As a little boy, Tyler Haniszewski shared a bedroom with his brother, Tim Jr. On weekend nights during the summer, when their father would travel to compete in the demolition derby at some faraway county fair, Tyler and Tim Jr. would will themselves to stay awake.
They'd listen for the sound of his car in their Lancaster driveway, and they'd leap out of bed when their dad walked in the door. They'd run to the kitchen, where — if all went well — Tim Sr. would show up with a trophy and a pocketful of cash. He'd laugh as they fired off questions about the derby, but the big ones always involved what to the boys were the two key elements:
Was it "hard-hitting," and did Tim Sr. win?
On both levels, Tyler said, Sunday's finale to the "world's largest demolition derby" at the Erie County Fair was deeply satisfying.

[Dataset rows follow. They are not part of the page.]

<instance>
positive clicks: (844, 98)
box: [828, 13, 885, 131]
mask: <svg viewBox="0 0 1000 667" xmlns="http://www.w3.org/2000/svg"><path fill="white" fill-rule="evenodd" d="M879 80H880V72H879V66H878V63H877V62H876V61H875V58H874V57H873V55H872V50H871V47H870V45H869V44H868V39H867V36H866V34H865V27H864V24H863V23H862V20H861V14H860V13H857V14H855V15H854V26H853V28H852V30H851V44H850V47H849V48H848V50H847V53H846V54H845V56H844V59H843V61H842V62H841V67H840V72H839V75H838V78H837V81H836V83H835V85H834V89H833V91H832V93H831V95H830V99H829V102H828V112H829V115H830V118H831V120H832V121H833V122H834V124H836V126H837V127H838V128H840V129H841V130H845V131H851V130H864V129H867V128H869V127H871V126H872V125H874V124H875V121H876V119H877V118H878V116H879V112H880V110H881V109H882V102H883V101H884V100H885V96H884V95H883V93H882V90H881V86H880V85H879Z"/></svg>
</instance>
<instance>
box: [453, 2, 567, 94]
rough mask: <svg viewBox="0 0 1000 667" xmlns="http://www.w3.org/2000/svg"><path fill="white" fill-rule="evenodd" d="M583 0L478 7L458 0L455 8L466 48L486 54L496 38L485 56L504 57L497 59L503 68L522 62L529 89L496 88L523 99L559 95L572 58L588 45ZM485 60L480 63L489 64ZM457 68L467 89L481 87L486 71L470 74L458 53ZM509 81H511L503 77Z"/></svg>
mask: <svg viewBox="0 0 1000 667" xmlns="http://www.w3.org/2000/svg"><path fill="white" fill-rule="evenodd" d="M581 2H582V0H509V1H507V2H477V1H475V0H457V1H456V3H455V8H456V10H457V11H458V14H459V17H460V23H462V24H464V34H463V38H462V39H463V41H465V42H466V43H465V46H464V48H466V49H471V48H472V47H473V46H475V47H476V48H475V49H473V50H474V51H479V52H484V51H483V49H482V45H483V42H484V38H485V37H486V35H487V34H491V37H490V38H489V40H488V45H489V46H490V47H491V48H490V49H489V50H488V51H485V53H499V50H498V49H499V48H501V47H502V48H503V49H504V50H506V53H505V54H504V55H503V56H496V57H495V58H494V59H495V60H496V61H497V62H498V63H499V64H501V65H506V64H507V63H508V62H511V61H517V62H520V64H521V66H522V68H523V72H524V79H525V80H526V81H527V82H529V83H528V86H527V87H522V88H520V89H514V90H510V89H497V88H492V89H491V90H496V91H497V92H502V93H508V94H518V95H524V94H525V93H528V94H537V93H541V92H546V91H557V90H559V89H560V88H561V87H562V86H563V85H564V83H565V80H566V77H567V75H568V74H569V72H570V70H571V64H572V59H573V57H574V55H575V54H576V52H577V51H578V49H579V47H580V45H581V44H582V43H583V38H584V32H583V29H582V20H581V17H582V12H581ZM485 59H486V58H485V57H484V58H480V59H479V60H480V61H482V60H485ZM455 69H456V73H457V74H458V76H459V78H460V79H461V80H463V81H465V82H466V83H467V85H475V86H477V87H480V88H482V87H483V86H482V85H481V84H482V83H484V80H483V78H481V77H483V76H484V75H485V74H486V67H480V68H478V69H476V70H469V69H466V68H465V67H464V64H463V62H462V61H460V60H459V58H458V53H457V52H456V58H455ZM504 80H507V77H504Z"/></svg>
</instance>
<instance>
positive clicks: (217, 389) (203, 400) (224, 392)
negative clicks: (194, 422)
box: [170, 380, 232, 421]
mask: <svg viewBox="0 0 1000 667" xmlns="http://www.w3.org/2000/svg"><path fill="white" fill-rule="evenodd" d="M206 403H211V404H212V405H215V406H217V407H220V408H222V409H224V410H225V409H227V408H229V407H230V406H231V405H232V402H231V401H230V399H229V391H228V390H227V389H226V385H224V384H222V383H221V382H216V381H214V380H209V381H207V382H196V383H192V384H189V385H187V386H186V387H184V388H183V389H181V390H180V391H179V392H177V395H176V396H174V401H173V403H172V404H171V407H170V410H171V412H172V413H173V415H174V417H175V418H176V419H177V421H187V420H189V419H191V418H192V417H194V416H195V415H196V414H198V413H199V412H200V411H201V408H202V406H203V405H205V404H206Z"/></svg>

He knows for sure, because it came down to him and his dad.
Tim Sr. ended up as champion. He walked away with $1,200 for capturing the main championship and another $200 for winning his heat, where the car of Tim Jr. — a former state champion — had a mechanical problem and got knocked out early. That meant Tim Sr. ducked going head-to-head with one of his sons, a situation he'd always just as soon avoid.
While he didn't get so lucky in the finals, his showdown with Tyler, 26, was nothing new. As a patriarch of one of the dominant "demo" families in Western New York, Tim Sr. has squared off with his boys before.
Still, this one was a little special. This was Hamburg, after all, as close as they get to home. And with the state fair in Syracuse no longer holding a statewide championship, this event was the emotional highlight to their season. Tim Sr. doubts he'll drive again this year.
The last three drivers in the feature included the two Haniszewskis and Dan Roesch. Once Roesch went out, Tyler said he and his father hit the gas and for a moment — as their vehicles smashed together — they looked across at each other, through the dust and fumes, and realized it was all down to them.
"We kind of smiled," Tyler said. "It was like: Game on."
In the stands, at the same instant, Sue Haniszewski felt a wave of relief. She met Tim Sr. more than 30 years ago, when she was a teenager in Alden. She had never been to a derby until she watched him drive. Hundreds of races later, she has seen her husband come home aching and bruised, and she has watched drivers pull themselves out of cars that rolled over and burst into flame, and she still worries when anyone in her family is on the track.
As you'd expect, she roots for all the Haniszewskis to do well. But what she really wants is for them to come home uninjured. Once it's down to Tim Sr. against one of the boys, one certainty gives her comfort:
They'll go hard, she said, "but they won't try to hurt each other."
Tim Sr. said that's part of the relationship he has with his kids. He runs a wrecker service called "Triple T," which stands for himself, Tim Jr. and Tyler. Saturday, he had to drive to Williamsport, Pa., on a towing job. In any typical situation, that would have stripped him of the time he needed to get ready for the derby.
His boys had him covered. Tim Jr. and Tyler spent Saturday working on the old Lumina their father later drove to victory. That kind of knowledge goes back to when they were tiny, Tyler said. He and Tim Jr. used to hand their dad his tools when he was beneath a car. Tyler — who also finished second to his cousin, Rod Froebel, in Sunday's 4-cylinder finals — can remember being so small that his father would send him into the trunk to help chain it up, so it wouldn't fly open once it started getting slammed in the demo.
"Yeah, we rebuilt it for him," Tyler said of the work they did last weekend on his father's car. Monday, Tim Sr. expressed his appreciation. He was sore from his legs to the back of his neck. He won a state and world championship in 1981, as a teenager, and he's won at plenty of county fairs since then. At 54, it would be easy to walk away from the sport. But his wife has a theory.
She thinks it is no different with her children than with anyone who wants a parent to keep playing basketball or softball or any sport that binds generations. Her three kids — Tim Jr., Tyler and Sara — still love to see their father on the track, even if the result is what happened Sunday:
He ended up as the winner, with his son in second.
It came down to the two of them, Tim Sr. and Tyler, both driving old Luminas. They slammed into each other four or five times, Tyler trying to remember the lessons his dad handed down, the ones Tim Sr. learned from his own father, Ed Haniszewski Sr., the first demo champion in the history of the Erie County Fair: Keep making contact, but try to keep the front of the car as clean as you can. Father and son followed that pattern in a duel that lasted maybe four minutes, until, finally, Tyler's car gave out. He and his dad climbed out and shook hands on the track.
"I was kind of glad," Tyler said.
The truth is, the same things about the demo that made him happy when he waited up at night made him happy again at the fair: It was hard-hitting, it was fun to watch — and his father won.